Minister of Public Utilities, Marvin Gonzales MP, talks about WASA during Conversations with the Prime Minister, on Tuesday 8 March 2022. (Image courtesy Office of the Prime Minister)
RENUKA SINGH

Public Utilities Minister Marvin Gonzales has outlined a plan and partnership with the Canadian authorities to bring Modulated Water Treatment plants into the country and alleviate some of the worst water woes.

Gonzales was the lone guest on stage during the Conversations with the Prime Minister, hosted by Dr Keith Rowley.

The State-run Water and Sewage Authority came under serious fire on Tuesday night and Gonzales blasted WASA for its consistent failures to deliver over the years, saying that there was “institutionalised corruption” taking place at WASA.

The Minister said that he has partnered with international expertise from Canada to sign a Memorandum of Understanding for a Modulated Water treatment plant.

“The Canadians, using modern technology can get us a modulated water plant that has the capacity to produce five million gallons,” he said.

He said that a “huge reservoir” in Central Trinidad has been identified that can produce five million gallons on a daily basis and would treat water issues in the central area.
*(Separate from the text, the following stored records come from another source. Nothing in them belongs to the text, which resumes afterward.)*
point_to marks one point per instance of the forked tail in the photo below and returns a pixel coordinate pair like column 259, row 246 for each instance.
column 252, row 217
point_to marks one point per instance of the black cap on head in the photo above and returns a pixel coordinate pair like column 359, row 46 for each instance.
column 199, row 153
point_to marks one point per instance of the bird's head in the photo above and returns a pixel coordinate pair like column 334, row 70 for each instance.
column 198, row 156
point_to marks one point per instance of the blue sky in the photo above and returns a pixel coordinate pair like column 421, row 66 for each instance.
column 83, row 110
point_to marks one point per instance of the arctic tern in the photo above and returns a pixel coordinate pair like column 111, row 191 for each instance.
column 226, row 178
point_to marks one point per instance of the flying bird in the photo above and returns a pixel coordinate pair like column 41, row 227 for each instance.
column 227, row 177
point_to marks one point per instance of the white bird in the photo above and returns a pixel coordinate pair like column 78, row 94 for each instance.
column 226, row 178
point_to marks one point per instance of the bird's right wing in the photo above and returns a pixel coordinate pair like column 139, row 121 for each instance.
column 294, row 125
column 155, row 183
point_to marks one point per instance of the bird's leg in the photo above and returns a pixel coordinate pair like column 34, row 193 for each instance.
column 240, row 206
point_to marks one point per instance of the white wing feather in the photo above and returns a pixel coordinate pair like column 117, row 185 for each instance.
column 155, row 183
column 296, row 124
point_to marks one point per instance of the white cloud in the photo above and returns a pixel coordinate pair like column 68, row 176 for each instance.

“We can get, by October, five million gallons of water,” he said.

He said some 10 plants would ease the pressure for water in the country.

Gonzales said that WASA had not had a price increase in about 28 years and within two weeks would have a new price rate ready to submit to the Regulated Industries Commission (RIC).

He said that people were hesitant to pay an increased rate for the poor service but would only look at a rate increase when service is improved.

Prime Minister Dr Keith Rowley and Minister of Public Utilities, Marvin Gonzales MP, during Conversations with the Prime Minister, on Tuesday 8 March 2022. (Image courtesy Office of the Prime Minister)

Gonzales said that there were “various levels of dysfunction” throughout WASA but said the main problem was that the organisation did nothing to increase its water resources even as the housing demand grew and added to the already overwhelmed system.

He said that WASA was in the business of producing water and distributing that water to homes, but in the last 30 years, WASA has not been identifying new water sources.

“So, whilst the HDC (Housing Development Corporation) and private housing developers were busy constructing homes all over Trinidad and Tobago and the population started growing all over T&T, the water production capacity was not being increased at the same time,” he said.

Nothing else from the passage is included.